# Generating a training set

We want to generate a bunch of positions, FEN -> Win probability (converted to centipawns)

Quantity or quality? Do we want to play out many with short time controls or play fewer with longer time control

How to chose positions: sample randomly from Lichess database...

For each position, play 1000 games with time control variance.

Store in sqlite for stability.


In [16]:
import sys
import random
import sqlite3

import chess
import chess.engine
import chess.pgn

engine = chess.engine.SimpleEngine.popen_uci("/home/jerome/projects/chess20/chess/build/apps/chess20")
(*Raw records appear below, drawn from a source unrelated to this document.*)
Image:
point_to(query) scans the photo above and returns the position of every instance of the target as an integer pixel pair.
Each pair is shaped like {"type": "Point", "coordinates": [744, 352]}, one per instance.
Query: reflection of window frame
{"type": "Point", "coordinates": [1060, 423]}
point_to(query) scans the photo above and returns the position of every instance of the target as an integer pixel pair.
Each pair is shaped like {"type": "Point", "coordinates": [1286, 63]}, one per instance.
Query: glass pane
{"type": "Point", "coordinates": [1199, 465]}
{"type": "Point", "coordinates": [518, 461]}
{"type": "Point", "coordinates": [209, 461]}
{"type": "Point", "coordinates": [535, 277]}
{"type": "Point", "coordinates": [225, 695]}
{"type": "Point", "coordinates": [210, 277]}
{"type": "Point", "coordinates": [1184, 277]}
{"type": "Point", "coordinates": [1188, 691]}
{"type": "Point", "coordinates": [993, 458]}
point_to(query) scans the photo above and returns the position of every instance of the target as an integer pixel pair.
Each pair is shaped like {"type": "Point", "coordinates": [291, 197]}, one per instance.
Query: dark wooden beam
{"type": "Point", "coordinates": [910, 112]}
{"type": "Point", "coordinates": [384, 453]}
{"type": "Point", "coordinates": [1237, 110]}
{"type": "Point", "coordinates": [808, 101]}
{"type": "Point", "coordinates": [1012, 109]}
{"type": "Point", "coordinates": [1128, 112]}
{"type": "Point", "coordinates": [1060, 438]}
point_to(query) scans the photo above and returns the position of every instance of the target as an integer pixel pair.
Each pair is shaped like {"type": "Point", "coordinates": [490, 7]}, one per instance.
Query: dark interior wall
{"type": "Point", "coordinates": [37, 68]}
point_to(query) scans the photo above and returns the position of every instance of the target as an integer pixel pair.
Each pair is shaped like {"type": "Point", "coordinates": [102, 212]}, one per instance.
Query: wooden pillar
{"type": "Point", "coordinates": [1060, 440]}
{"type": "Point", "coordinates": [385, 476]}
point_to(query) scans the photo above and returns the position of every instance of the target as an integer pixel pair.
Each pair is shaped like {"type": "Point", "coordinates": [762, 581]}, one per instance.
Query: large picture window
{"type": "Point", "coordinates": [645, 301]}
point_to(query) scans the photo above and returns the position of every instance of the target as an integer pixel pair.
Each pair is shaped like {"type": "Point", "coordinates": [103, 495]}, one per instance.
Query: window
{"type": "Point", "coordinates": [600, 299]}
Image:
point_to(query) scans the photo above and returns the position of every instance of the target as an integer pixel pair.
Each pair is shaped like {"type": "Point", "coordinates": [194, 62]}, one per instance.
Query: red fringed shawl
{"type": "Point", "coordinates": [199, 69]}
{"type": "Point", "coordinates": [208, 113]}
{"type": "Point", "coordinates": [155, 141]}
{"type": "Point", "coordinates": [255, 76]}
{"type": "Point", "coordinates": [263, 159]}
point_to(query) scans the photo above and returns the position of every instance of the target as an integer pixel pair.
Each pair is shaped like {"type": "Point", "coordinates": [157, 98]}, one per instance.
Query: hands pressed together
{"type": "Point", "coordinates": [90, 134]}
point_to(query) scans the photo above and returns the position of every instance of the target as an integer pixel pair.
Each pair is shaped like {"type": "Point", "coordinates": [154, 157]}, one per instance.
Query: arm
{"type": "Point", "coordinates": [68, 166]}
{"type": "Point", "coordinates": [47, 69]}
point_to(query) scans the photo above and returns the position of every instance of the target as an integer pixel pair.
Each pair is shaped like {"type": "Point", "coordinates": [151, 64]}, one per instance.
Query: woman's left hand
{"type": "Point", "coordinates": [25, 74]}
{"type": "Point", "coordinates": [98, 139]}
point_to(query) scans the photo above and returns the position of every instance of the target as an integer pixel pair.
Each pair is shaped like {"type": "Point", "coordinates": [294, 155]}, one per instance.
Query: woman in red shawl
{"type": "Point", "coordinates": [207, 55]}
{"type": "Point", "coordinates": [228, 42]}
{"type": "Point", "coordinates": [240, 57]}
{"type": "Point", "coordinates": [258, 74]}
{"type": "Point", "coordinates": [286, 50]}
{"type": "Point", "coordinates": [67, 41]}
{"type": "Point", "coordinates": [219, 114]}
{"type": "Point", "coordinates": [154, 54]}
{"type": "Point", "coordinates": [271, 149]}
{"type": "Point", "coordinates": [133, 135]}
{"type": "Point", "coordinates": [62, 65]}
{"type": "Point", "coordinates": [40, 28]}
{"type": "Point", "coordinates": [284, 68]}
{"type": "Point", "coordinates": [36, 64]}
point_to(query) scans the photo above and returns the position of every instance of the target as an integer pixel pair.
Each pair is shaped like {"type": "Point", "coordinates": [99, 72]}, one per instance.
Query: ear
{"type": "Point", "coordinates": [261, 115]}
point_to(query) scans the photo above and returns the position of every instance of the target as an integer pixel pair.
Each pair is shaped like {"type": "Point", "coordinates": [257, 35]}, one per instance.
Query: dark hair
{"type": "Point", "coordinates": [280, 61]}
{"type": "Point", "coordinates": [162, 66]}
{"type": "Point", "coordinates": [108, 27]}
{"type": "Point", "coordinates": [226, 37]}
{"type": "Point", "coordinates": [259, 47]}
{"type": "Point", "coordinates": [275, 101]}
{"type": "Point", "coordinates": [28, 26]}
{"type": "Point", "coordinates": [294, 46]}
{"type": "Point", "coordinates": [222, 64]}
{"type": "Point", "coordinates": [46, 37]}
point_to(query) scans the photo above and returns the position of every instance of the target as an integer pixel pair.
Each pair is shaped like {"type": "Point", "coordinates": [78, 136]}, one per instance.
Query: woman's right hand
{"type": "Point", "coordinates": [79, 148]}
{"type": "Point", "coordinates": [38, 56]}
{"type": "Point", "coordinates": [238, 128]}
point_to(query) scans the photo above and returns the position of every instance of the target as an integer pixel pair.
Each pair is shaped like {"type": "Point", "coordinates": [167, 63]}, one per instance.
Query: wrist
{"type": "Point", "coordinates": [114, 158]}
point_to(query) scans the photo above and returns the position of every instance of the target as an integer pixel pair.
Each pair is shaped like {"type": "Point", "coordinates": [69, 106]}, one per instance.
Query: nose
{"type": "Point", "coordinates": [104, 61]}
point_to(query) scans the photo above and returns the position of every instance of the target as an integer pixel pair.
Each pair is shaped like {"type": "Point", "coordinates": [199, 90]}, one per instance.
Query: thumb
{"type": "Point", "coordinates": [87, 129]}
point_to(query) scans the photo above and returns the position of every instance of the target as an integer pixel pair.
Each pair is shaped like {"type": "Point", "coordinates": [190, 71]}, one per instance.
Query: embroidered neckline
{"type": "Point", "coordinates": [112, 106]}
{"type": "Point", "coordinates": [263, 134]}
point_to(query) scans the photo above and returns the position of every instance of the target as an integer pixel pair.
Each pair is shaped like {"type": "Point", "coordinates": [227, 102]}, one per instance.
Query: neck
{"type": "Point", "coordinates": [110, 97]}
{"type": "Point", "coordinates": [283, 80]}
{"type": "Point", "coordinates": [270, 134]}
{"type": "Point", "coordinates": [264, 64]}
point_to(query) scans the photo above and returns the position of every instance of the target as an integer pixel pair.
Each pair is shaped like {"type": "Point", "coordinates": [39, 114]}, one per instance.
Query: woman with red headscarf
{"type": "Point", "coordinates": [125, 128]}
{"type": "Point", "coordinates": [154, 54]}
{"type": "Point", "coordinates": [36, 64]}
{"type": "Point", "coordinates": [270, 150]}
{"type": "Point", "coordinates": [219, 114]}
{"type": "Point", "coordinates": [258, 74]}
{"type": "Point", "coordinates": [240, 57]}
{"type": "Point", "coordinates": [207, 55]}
LICHESS_FILE = "/home/jerome/projects/chess20/learn/lichess_db_standard_rated_2018-02.pgn"

In [11]:
def position_generator():
    """yield a FEN based on lichess games"""
    pgn = open(LICHESS_FILE)
    games = [chess.pgn.read_game(pgn) for _ in range(100)]
    while True:
        game = random.choice(games)
        i = 0 
        board = game.board()
        for move in game.mainline_moves():
            board.push(move)
            i += 1
        k = random.randint(0, i-1)
        i = 0
        board = game.board()
        for move in game.mainline_moves():
            board.push(move)
            i += 1
            if i == k:
                yield board.fen()
                break
                
rng = position_generator()



r1b2rk1/ppp2ppp/1b4q1/1N1PN2n/4PB2/2P3P1/PP2Q2P/R3K2B b Q - 12 19
2kr1bnr/ppR3pp/3p4/3Np3/8/4BQ2/Pq3PPP/5RK1 b - - 0 15
1k1r1b1r/ppR1n1pp/3p4/3Np3/8/4BQP1/Pq3P1P/5RK1 w - - 1 17
rnbqkb1r/1p3ppp/p2p1n2/4p3/4P3/1NN5/PPP1BPPP/R1BQK2R b KQkq - 1 7


In [7]:
# Database wrangling

DB = "db.sqlite3"


def create_table():
    conn = sqlite3.connect(DB)
    c = conn.cursor()
    c.execute("""CREATE TABLE positions (
        id integer PRIMARY KEY,
        fen text NOT NULL UNIQUE,
        plus int NOT NULL,
        minus int NOT NULL,
        playouts int NOT NULL
    )""")
    conn.commit()
    conn.close()


OperationalError: table positions already exists

In [13]:
def playout(fen):
    board = chess.Board(fen)
    while not board.is_game_over():
        timedelta = random.uniform(0, 0.02)
        result = engine.play(board, chess.engine.Limit(time=0.1+timedelta))
        board.push(result.move)
    if board.result() == "1-0":
        return (board, (1, 0))
    elif board.result() == "0-1":
        return (board, (0, 1))
    else:
        return (board, (0, 0))

In [14]:
def update_db(fen, playout_result):
    fen = " ".join(fen.split(" ")[0:-2])
    plus, minus = playout_result
    conn = sqlite3.connect(DB)
    c = conn.cursor()
    c.execute(f"SELECT * FROM positions WHERE fen = ?", (fen,))
    fetch = c.fetchall()
    if fetch:
        fetch = fetch[0]
        plus = plus + fetch[2]
        minus = minus + fetch[3]
        total = fetch[4] + 1
        c.execute(f"UPDATE positions SET plus=?, minus=?, playouts=? WHERE fen=? ", (plus, minus, total, fen))
    else:
        c.execute(f"INSERT INTO positions (fen, plus, minus, playouts) VALUES (?, ?, ?, ?)", (fen, plus, minus, 1))
    conn.commit()
    conn.close()
    


In [18]:
def do_one_cycle(fen):
    board, result = playout(fen)
    while True:
        try:
            board.pop()
        except:
            break
        update_db(board.fen(), result)
    

while True:
    fen = next(rng)
    for _ in range(100):
        do_one_cycle(fen)

    

EngineError: invalid uci (use 0000 for null moves): 'a1a1'